総雨量2000ミリ超えも 記録的大雨エリアも前回予想より広がる
8月28日(水)~9月1日(日)までの積算雨量予測です。今回の台風第10号では、台風がほぼ停滞し降水量が多くなった場合の想定として、九州・四国・近畿南部と広い地域で1,000mm以上が予想され、特に四国地方の最も多いところでは2,000mmを超える可能性があります。 近年、降り始めからの雨量が2,000mmに達した事例として、平成23年台風第12号(紀伊半島大水害)があります。

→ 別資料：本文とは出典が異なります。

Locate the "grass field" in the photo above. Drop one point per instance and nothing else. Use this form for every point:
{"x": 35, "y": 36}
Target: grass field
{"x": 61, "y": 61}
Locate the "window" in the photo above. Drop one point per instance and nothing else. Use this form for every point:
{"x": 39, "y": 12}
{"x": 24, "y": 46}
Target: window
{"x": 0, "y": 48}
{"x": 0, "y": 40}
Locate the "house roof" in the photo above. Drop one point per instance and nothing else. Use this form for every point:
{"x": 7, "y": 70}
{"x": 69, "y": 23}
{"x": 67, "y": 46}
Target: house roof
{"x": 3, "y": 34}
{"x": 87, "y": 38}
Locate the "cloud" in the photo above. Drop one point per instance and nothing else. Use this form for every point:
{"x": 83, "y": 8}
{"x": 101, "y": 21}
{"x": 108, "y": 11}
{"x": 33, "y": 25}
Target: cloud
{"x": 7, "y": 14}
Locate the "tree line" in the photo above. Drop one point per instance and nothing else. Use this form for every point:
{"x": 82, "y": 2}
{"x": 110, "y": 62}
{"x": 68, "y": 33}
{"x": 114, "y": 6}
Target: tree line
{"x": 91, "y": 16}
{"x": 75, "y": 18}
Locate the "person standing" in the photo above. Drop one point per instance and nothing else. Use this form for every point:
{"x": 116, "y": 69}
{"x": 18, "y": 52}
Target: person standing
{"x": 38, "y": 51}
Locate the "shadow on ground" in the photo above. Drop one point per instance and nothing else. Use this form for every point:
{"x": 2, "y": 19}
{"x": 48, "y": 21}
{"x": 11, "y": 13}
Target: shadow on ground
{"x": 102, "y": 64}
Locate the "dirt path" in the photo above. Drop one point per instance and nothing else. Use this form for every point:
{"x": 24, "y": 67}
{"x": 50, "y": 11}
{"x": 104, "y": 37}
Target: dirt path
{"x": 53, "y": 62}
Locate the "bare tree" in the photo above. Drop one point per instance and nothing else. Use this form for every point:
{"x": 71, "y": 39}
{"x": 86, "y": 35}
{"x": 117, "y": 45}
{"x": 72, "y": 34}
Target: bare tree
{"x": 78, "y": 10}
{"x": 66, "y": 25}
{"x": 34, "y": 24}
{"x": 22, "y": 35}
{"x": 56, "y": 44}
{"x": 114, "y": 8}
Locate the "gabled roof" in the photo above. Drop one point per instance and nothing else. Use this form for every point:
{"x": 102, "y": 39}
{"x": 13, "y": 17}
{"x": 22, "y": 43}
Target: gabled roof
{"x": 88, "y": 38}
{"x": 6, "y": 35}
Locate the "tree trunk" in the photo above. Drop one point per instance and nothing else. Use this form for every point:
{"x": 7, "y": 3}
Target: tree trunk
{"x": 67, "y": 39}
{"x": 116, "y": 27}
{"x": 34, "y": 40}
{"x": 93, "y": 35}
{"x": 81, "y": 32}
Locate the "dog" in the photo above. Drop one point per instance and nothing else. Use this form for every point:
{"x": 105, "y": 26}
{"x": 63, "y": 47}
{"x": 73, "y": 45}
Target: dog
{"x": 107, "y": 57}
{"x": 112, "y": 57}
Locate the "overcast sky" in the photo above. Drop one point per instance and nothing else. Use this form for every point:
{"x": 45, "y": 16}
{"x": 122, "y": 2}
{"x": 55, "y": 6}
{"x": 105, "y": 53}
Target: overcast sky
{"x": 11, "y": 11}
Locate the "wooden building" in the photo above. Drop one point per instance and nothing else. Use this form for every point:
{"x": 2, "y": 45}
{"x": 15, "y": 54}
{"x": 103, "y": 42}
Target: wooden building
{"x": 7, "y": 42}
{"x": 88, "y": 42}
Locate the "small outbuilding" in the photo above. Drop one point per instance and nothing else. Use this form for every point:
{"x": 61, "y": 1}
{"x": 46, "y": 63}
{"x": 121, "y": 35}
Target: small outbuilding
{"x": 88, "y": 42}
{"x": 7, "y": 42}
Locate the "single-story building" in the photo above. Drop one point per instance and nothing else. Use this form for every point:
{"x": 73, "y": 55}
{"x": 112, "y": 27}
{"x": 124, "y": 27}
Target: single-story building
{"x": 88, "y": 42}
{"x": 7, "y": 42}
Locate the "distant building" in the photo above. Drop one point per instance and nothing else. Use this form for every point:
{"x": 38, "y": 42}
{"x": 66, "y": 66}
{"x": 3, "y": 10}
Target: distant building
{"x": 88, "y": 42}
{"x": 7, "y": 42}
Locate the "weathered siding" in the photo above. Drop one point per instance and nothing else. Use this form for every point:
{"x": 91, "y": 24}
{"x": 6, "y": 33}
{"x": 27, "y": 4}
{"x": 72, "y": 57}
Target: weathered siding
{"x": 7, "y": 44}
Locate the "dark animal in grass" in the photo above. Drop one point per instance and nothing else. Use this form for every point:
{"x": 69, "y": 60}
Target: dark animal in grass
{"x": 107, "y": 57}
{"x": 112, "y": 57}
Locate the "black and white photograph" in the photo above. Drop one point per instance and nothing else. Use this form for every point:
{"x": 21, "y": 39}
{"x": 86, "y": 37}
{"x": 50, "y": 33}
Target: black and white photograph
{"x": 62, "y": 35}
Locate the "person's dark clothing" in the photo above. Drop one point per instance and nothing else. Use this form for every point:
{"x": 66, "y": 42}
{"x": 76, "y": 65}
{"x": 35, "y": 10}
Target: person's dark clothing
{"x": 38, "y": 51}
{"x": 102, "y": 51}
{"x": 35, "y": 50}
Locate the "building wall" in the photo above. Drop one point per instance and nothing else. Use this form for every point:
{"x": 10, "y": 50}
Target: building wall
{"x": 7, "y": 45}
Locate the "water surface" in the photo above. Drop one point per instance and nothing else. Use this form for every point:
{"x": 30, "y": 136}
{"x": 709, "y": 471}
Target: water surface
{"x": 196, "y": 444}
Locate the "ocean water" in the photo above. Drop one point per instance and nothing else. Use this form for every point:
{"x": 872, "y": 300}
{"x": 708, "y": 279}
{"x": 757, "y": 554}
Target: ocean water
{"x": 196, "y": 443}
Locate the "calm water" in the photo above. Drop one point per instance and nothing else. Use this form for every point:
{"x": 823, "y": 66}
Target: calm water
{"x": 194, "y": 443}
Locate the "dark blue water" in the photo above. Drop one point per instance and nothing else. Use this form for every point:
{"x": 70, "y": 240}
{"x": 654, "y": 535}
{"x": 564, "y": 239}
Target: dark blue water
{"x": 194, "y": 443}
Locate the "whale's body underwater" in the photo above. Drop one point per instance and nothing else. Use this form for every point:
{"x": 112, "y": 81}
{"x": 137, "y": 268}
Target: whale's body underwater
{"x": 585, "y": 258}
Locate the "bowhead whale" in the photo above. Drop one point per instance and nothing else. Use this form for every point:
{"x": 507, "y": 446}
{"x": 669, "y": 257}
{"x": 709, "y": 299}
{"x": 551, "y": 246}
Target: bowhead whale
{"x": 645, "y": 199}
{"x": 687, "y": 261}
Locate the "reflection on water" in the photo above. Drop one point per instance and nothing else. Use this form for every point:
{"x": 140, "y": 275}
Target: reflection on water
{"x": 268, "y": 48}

この台風では、8月30日から9月5日にかけて紀伊半島の南東部を中心に広い範囲で1,000mmを超え、一部の地域では2,000mmを超える記録的な大雨となりました。この台風により、奈良県、和歌山県、三重県をはじめ、全国で死者・行方不明者が98名となり、広い範囲で被害が生じました。とくに、降水量が多くなった奈良県、和歌山県では「深層崩壊」と呼ばれる大規模な土砂崩れが多発し、河道閉塞(土砂ダム)や道路の寸断が生じました。 今回の台風で大雨が予想されている九州南部や四国地方は、深層崩壊の頻度が高いと言われている地域に該当します。これらの地域では、降り始めからの総雨量が1,000mmを超えるおそれがあり、地すべりなどの大規模な土砂災害が発生する可能性があります。山間部を中心に、道路の寸断による集落の孤立や、河道閉塞による土砂ダムの形成などのおそれがあります。厳重に警戒してください。 台風の進路予報にはまだ幅があります。台風の進路によっては雨量の予測が大きく変化する可能性がありますので、最新の気象情報を確認してください。